Personal information
- Full name: Ole Nørskov Sørensen
- Born: 13 January 1952 (age 73) Aarhus, Denmark
- Nationality: Danish
- Height: 190 cm (6 ft 3 in)
- Playing position: Goalkeeper

Club information
- Current club: Retired

Senior clubs
- Years: Team
- 1971-?: AGF
- SAGA
- ?-1983: AGF

National team
- Years: Team / Apps
- Denmark / 66

= Ole Nørskov Sørensen =

Danish handball player (born 1952)

Ole Nørskov Sørensen (born 13 January 1952) is a Danish former handball player and coach who competed in the 1980 Summer Olympics.

In 1980 he finished ninth with the Danish team in the Olympic tournament. He played all six matches as goalkeeper.

At club level he played at AGF for 10 years over two periods, interrupted by a two year stayed at the Copenhagen club SAGA.

After his playing days he has had several coaching positions including AGF and the Faroe Islands national team.
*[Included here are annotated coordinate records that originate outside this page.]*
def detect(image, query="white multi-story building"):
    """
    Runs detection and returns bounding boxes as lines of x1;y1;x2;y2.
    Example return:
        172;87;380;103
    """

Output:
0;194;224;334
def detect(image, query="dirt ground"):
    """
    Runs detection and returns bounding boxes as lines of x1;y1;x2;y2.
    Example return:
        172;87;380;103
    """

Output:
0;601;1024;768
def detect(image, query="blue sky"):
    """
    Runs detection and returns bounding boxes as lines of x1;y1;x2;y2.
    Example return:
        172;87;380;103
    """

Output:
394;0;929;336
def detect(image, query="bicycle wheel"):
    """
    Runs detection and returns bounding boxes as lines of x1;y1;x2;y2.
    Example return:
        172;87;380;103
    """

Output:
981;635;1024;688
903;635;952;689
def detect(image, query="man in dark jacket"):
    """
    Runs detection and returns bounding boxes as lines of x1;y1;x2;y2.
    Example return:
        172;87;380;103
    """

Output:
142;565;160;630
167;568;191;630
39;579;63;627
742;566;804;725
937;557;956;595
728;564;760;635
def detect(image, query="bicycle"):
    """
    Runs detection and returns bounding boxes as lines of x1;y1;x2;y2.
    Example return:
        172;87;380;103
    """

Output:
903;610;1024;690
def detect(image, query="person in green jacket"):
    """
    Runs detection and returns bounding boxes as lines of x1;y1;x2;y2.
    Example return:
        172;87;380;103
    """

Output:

== The Hummel Controversy ==
Before 1980 Handball players could decide for themselves, which shoes they wanted to use, but this changed when the Danish national team signed a sponsorship agreement with Hummel forcing the players to use their shoes. As Ole Nørskov did not believe the shoes were good enough, he refused to do so and was subsequiently removed from the national team. Afterwards, he never played a match for the Danish national team.

==Private==
He has worked as a teacher at a primary school in Mårslet, near Aarhus. He is also an avid musician.